Sunday, November 13, 2016

FIGHTING’S most physical beings haven’t been able to stop him in his path. But after his biggest night yet, a much smaller human might be about to slow Conor McGregor’s rocketing rise, writes Joe Callaghan in New York.

The Notorious one turned in a scintillating display of incision to make history at UFC 205 at Madison Square Garden in the early hours of Sunday morning, ensuring that MMA’s debut in New York will live long in the memory.

Afterwards McGregor revealed that he will be making some memories outside of the octagon in the near future, announcing that he and girlfriend Dee Devlin are expecting their first child next year -even if he wasn’t sure if they would be welcoming a little one in March or May.

Time though, is very much on McGregor’s side now. With the most precise pummelling of lightweight champion Eddie Alvarez in front of a record pay-per-view audience and a crowd who had shattered all of the Garden’s financial marks, McGregor bought himself all the time in the world as he plots the next move in a truly remarkable run.

The Notorious one was all patience and all power throughout the eight minutes in which he toyed with a desperately disappointing Alvarez in the headline act of a deafening night inside the old cauldron of New York sports. That patience is likely to come in handy as he awaits the impending arrival.

“I’m going to be a daddy early next year. I’m crapping my jocks. I’m not going to lie. I don’t even know what way to take it,” he said in the post-fight press conference, expressing fears for perhaps the first time in his UFC run. “I don’t want to be bringing a child into anything like this. I don’t want any celebrity-type s***, I hate all that. I don’t want my family to be like that. So that’s a thing in the back of my head so I’m just going to have this baby, take a little bit of time and see what way I feel after that.”

For now, he feels good. More than good. MMA greatness had been on the line as the UFC brought the sport to the Big Apple for the first time. The featherweight champion’s quest to become the first fighter to reign over two divisions simultaneously had brought hordes in from across the Atlantic and across America’s biggest city, paying eye-watering sums for the privilege.

Never, though, has history been so easily achieved.

Alvarez’s challenge never materialised. It wasn’t given a chance to. McGregor was all over the 32-year-old early and often, knocking him down three times in the opening three minutes – each time with that wrecking ball of a left. In the end – which came with about two minutes before the end of the second – a blurring combination of two lefts and two rights put Alvarez out of his considerable misery. After a delay getting the second piece of hardware into the octagon, McGregor grasped both belts, straddled the top of the cage and raised them aloft.

What next? The Irish and Irish-ish armies who had flooded into downtown Manhattan immediately debated his likely next move. As ever, it will be whatever the hell he wants. A family-focused hiatus sounds quite likely. But whenever he does choose to return, options abound.
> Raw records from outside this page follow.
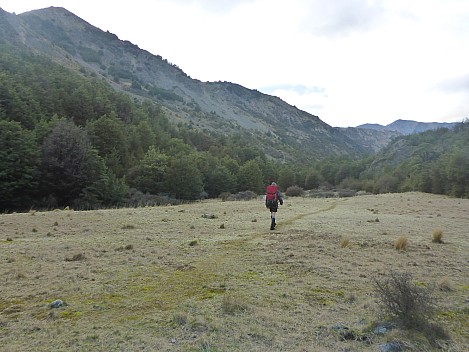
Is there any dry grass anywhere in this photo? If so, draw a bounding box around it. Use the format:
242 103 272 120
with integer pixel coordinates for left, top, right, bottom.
340 237 350 248
0 193 469 352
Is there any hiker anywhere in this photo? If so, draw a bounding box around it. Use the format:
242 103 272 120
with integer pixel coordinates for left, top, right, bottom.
265 182 283 230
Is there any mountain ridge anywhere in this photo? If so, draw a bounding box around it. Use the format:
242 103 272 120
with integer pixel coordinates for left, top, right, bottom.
0 7 446 161
357 119 457 135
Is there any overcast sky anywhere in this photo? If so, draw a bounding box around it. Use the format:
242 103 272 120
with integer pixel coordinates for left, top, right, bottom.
0 0 469 127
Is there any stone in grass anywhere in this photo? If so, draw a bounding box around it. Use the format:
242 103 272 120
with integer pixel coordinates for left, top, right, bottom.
49 299 64 308
378 341 404 352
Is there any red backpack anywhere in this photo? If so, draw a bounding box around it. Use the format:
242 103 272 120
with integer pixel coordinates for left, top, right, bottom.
265 185 278 200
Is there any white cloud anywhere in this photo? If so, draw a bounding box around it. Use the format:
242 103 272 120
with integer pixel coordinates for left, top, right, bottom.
0 0 469 126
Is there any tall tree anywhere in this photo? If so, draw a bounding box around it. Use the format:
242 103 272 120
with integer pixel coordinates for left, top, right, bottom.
0 120 40 210
41 120 102 205
167 155 203 200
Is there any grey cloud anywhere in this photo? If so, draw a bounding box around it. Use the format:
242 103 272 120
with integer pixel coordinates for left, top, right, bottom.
303 0 386 36
167 0 255 13
436 73 469 93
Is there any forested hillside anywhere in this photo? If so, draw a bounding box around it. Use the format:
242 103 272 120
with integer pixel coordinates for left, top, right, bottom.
0 6 469 212
343 120 469 198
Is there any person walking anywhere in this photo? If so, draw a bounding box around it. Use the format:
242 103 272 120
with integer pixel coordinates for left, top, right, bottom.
265 182 283 230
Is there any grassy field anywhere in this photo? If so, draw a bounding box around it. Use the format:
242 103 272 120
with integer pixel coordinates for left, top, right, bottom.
0 193 469 352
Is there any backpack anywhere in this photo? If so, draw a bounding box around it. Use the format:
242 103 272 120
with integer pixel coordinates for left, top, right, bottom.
265 185 278 201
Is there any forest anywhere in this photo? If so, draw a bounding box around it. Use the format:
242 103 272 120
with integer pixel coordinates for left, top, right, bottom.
0 44 469 212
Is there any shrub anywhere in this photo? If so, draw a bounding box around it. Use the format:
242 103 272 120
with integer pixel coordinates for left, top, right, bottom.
285 185 304 197
438 278 453 292
374 272 434 329
394 236 409 251
222 295 247 314
340 237 350 248
218 192 231 202
432 230 443 243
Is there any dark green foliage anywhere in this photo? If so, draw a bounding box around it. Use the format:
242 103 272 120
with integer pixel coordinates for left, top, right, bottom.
305 171 319 189
128 146 170 194
285 185 304 197
0 120 40 209
167 155 203 200
0 36 469 211
238 160 264 194
41 120 103 205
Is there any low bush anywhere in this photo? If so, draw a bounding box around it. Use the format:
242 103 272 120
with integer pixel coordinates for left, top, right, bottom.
285 185 304 197
374 271 435 329
432 230 443 243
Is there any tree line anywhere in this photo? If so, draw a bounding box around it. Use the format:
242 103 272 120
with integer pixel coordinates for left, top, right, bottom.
0 44 469 211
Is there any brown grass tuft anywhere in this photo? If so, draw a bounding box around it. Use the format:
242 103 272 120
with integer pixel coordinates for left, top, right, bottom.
222 295 248 314
394 236 409 251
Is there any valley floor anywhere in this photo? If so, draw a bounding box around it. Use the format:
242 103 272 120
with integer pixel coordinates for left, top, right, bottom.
0 193 469 351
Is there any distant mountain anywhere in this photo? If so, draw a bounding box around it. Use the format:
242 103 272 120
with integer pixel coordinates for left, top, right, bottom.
0 7 393 161
357 120 456 135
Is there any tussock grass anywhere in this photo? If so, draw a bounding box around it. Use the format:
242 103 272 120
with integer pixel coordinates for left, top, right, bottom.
0 193 469 352
222 294 248 314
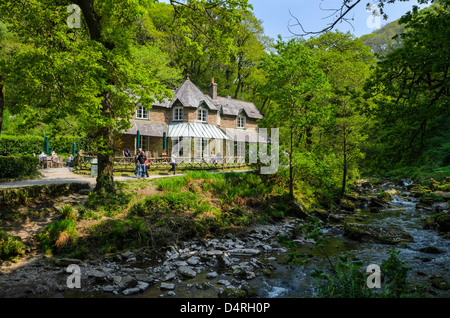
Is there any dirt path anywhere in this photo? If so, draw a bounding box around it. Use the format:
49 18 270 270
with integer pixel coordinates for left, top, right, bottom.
0 167 186 189
0 167 248 189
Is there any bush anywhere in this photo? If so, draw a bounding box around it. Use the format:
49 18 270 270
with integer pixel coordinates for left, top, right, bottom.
312 255 373 298
37 219 78 254
0 231 25 263
0 135 90 156
0 156 39 179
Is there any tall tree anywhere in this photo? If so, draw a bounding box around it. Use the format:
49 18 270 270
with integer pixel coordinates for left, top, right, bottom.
367 0 450 167
261 39 329 199
307 32 376 196
0 0 247 192
289 0 438 36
“I’m not in no hurry anymore. Like I said, I have a kid on the way. I just want to see what happens with that, see what way it makes me feel, do you know what I mean, where my mind will be then,” said McGregor, whose first visit to the Garden helped bring in $17.7 million in ticket sales alone, another huge contribution that he wants to see spark the new owners of the organisation into action.

“They’ve got to come talk to me now because no one has come talk to me since the sale has happened,” he said of the $4 billion summer deal that saw the organisation change hands. “I mean who owns the company now? People have shares in the company now, celebrities. Conan O’Brien owns the UFC now so where’s my share? Where’s my equity?

“I’m the one who’s bringing this. They’ve got to come talk to me now. That’s all I know. I have both belts, a chunk of money, I’ve got a little family on the way. You want me to stick around, to keep doing what I’m doing, let’s talk. But I want ownership now.”